The first problem is that given most of the technologies that we have in place, we can't really enforce this. Suppose you come to me and say "we want to sanction this person for sharing their account". What evidence can we collect to support the allegation?
- account login logs - this item tells us which account was used, when and IP address of the connecting machine.
- video logs, room access logs, etc. - these items tell us if the person was physically present at the machine.
- personal testimony - These are statements made by eyewitnesses, the accused individual or other individuals related to the case.
The second problem is that most IT sysadmin staffs violate this policy when it comes to Administrator or root access. Most IT shops have primary and backup sysadmins. They both know the Administrator or root passwords. Best practice dictates that you don't log into directly as "root", rather, you log in under your own userid and then "su" to root. This provides an extra layer of accountability. Remote "root" access is strongly discouraged because we don't know if the primary or secondary admin logged in as "root". We would expect to see a similar strategy employed in the Windows world although I suspect not.
So, as I've mentioned in previous posts, let's try and figure exactly why someone would share their account. Some possible reasons include:
- The IT environment doesn't provide a mechanism for a particular business process (see an earlier blog entry). For example, an email system may not have the ability to share an email folder between a dept head and their assistants. The dept head is out of the office and gives the assistants the email password so they can read any important email sent. Another example might be the network doesn't have a mechanism to provide guest access to the net. A visitor needs access to the net and the person logs in under their userid.
- The person just wants to let a buddy or family member get online.
Yes, there are sectors (military, defense contractor, sensitive business, financial) where you can just terminate an employee for account sharing but care needs to be taken to ensure a "wrongful termination" suit can't be filed against you. Military and defense contractors have the easier time with this issue.

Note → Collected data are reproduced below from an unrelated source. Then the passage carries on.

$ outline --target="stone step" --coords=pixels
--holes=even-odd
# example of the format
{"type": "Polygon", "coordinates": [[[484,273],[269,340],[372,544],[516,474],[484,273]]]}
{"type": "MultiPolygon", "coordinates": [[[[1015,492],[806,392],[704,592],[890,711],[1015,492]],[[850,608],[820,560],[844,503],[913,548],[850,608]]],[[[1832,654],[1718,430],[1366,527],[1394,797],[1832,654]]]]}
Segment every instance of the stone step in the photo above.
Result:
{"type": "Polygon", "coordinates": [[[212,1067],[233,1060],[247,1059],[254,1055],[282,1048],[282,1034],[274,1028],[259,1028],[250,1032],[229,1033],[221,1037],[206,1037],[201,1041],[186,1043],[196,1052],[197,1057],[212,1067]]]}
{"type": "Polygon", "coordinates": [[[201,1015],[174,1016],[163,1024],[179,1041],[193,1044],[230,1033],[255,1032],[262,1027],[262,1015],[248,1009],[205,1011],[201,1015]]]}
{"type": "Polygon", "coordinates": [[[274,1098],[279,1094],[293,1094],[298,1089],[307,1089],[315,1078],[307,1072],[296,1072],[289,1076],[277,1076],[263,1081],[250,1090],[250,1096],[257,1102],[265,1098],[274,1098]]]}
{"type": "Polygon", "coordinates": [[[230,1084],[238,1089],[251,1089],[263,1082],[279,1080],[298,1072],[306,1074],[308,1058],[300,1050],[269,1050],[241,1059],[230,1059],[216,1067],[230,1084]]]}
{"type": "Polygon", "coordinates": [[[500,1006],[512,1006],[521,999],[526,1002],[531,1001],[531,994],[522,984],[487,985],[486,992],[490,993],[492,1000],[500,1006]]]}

What's an enforceable item that will be effective and hopefully accomplish the original goal? A policy/standard statement that says "you are responsible for whatever originates from your account, system." is enforceable. In my previous ATM example, I'm responsible for the disposition of my ATM account.
Policy wonks want to have that "no account sharing" clause in a standard. You should have one to emphasize the spirit of proper account usage. You need to include an enforceable item in your policy that will be the "stick" used in a disciplinary hearing. User reponsibility for their account usage is the way to enforce the "principle" of not sharing accounts.
If our IT procedures can't support a business process, then we may create a situation where users have to share accounts in order to get their job done. Ultimately, this makes us more vulnerable.